Ninguém sabia como aquela doença começara. Ninguém sabia como aquele maldito vírus havia surgido. Apenas se sabia que a pandemia tinha surgido no oriente e que rapidamente se espalhara pelo planeta inteiro provocando o completo caos em todos os países por onde passava. Irrompera de repente, não se sabe surgido de onde, e atacava as vias respiratórias, em particular os pulmões, onde uma vez instalado provocava uma pneumonia, chegando a levar à morte nos casos mais graves. Ainda que a sua taxa de letalidade não fosse muito elevada, era na população mais idosa e debilitada que o vírus se tornava mais agressivo e mortífero e isso fora suficiente para que o estado de emergência tivesse sido decretado.

Apesar de pouco afetar a população mais jovem, o efeito deste vírus era devastador na população mais idosa, e uma vez que não havia uma vacina para o prevenir, nem tão pouco algum medicamento que se mostrasse eficaz no seu tratamento, pouco mais restando aos médicos do que ventilar os doentes, evitar a propagação do vírus era assim a forma mais eficaz de prevenir os seus efeitos nefastos.
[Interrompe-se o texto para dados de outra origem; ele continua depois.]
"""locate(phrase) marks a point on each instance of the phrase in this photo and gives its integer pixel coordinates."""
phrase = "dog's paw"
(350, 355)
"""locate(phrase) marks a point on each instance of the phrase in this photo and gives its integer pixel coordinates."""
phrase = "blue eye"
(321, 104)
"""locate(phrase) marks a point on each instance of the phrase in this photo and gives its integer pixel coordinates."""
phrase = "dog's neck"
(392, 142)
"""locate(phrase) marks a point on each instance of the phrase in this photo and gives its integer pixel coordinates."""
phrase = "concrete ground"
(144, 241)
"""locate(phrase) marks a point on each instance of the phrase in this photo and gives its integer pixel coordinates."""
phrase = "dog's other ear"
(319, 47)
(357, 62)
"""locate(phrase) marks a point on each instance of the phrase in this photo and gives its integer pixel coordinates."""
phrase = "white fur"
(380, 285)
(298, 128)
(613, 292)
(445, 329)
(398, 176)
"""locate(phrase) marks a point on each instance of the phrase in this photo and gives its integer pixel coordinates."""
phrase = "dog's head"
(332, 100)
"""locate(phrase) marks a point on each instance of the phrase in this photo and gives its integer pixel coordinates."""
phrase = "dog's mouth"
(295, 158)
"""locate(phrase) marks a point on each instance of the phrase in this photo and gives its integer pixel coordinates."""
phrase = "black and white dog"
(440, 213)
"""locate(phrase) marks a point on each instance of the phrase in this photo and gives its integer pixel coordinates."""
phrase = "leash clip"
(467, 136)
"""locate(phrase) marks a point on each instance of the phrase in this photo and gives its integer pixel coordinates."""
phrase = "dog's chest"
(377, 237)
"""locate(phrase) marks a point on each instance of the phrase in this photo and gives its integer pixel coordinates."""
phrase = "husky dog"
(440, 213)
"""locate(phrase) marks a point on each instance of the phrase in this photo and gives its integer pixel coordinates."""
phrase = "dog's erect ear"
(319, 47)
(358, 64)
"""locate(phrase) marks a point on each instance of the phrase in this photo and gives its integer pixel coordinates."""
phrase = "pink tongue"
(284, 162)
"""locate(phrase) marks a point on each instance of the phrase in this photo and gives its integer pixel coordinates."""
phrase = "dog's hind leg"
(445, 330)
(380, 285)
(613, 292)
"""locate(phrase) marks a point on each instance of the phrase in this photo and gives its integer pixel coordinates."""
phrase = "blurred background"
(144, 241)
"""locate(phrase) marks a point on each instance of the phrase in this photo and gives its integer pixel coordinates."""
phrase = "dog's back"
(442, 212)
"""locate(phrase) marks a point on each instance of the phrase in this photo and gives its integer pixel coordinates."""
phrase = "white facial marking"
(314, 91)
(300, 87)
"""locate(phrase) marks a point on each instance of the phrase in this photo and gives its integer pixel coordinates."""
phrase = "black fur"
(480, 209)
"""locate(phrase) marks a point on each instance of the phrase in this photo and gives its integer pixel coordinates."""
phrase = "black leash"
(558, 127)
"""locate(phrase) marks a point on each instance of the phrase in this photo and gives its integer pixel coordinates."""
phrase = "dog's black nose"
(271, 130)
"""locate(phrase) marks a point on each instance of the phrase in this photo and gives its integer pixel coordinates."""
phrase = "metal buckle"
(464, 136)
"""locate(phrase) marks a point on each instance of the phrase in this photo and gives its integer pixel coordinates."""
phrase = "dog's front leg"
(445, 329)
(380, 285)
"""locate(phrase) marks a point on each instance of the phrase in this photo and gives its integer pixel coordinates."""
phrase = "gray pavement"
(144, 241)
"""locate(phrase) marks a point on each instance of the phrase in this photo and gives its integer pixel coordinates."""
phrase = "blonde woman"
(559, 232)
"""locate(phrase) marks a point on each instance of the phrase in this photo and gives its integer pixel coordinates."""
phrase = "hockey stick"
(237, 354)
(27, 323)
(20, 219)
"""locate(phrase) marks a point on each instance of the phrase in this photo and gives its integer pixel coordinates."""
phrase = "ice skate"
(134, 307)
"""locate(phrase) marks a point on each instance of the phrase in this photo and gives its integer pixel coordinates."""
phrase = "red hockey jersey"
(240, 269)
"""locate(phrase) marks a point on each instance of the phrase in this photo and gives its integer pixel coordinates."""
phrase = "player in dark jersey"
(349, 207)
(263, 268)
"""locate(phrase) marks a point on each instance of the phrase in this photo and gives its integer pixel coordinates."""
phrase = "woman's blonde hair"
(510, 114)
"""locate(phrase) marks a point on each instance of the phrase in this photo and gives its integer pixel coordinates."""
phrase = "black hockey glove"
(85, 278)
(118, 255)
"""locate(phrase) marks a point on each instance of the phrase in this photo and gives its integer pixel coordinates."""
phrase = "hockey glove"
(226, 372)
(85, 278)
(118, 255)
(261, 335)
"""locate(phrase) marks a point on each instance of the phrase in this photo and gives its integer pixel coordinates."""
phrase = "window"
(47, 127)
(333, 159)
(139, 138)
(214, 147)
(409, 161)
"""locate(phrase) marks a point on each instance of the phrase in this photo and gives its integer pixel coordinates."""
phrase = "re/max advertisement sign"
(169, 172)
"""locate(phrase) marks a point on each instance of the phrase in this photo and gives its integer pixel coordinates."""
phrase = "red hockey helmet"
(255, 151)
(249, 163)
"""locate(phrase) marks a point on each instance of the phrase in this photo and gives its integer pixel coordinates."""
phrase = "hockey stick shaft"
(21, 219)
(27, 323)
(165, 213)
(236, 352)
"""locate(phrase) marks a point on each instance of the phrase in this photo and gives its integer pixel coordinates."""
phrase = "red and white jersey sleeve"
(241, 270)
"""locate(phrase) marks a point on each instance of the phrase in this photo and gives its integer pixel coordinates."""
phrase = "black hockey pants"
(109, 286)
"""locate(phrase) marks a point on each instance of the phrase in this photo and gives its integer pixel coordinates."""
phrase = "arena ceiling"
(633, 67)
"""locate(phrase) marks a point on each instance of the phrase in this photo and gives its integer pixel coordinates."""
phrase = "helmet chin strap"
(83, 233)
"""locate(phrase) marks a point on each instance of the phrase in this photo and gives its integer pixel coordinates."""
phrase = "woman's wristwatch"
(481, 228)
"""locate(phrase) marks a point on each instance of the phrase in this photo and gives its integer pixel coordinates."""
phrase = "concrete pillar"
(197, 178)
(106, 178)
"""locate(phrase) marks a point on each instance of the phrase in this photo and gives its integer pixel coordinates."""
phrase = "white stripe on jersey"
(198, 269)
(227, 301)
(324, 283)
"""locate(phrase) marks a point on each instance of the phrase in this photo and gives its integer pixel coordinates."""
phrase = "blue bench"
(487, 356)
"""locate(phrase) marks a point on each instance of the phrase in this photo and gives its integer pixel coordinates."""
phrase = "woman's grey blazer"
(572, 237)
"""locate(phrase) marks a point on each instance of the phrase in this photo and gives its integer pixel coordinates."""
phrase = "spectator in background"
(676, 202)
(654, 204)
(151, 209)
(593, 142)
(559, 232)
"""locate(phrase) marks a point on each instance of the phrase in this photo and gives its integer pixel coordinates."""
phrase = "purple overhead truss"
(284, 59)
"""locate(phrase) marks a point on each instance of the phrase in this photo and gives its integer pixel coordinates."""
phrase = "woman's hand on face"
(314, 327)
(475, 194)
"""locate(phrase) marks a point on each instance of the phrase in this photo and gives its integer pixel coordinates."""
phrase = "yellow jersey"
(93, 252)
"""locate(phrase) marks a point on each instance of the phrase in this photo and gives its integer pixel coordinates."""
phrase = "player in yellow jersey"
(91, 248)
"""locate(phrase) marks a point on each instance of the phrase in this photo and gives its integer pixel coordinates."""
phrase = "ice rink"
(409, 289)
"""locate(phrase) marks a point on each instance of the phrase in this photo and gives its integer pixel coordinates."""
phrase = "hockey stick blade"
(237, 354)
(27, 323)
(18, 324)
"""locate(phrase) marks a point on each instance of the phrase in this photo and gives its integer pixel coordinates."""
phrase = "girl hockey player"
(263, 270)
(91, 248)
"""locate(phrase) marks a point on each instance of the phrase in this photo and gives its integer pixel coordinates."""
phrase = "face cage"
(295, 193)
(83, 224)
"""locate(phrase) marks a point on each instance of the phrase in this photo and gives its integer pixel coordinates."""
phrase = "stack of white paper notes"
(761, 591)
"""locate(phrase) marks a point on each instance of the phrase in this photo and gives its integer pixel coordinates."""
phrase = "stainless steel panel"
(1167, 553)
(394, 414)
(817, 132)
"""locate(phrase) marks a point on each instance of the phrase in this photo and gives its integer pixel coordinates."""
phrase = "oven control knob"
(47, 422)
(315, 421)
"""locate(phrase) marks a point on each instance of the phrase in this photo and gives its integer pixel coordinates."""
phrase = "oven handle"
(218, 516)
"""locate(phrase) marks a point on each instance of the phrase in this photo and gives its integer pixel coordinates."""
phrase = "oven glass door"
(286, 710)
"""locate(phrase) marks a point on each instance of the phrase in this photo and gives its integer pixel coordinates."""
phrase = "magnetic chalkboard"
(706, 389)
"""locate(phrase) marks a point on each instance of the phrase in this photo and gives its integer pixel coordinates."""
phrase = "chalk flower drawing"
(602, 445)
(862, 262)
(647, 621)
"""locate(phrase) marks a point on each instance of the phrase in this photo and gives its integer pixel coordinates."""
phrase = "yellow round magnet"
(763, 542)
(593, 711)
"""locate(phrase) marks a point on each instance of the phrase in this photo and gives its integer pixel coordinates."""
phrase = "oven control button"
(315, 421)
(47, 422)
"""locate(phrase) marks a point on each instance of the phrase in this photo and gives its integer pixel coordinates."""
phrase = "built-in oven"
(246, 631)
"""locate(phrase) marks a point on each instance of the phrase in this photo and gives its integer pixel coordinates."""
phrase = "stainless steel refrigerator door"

Lembrava-se como se fosse hoje. Era uma sexta-feira à noite e estava na sala a assistir às “Notícias às Oito”, quando de repente, por detrás do jornalista que naquele instante ia dando o relato sobre a situação da pandemia, surgiram as palavras “ÚLTIMA HORA!”. Quase em simultâneo o apresentador do noticiário interrompeu o que estava a dizer para anunciar que fora decretado o “ESTADO DE EMERGÊNCIA”. Isso significava a paragem quase por completo de todas as atividades económicas, o fecho de todas as lojas, dos cinemas, dos teatros, das piscinas, dos parques, dos museus, das escolas, das universidades, dos cafés, dos restaurantes. Na prática, significava que tudo fechava apenas com exceção para os serviços essenciais como as lojas, supermercados e hipermercados onde a população se pudesse abastecer de alimentos, ou as farmácias onde pudessem adquirir os seus medicamentos e bens essenciais à sua proteção, como máscaras e desinfetantes à base de álcool.

Mas o “ESTADO DE EMERGÊNCIA” significava mais do que isso. Não só a população estava obrigada a permanecer em casa, apenas se deslocando para adquirir bens essenciais, como as pessoas com mais de setenta anos estavam especialmente obrigadas ao confinamento no interior das suas residências, pois era esta a faixa etária que era mais ameaçada pelo vírus, sendo aconselhada a pedir auxílio, sempre que possível, para que alguém lhe levasse os bens essenciais, evitando assim ter que sair à rua. 

Ficou incrédulo com o que estava a ver na televisão e não queria acreditar no que os seus olhos e ouvidos tinham acabado de ver e ouvir. A partir daquele instante, e por tempo indeterminado, estava impossibilitado de sair de casa. A partir daquele instante estava refém daquele maldito vírus. A partir daquele instante estava prisioneiro na sua própria casa.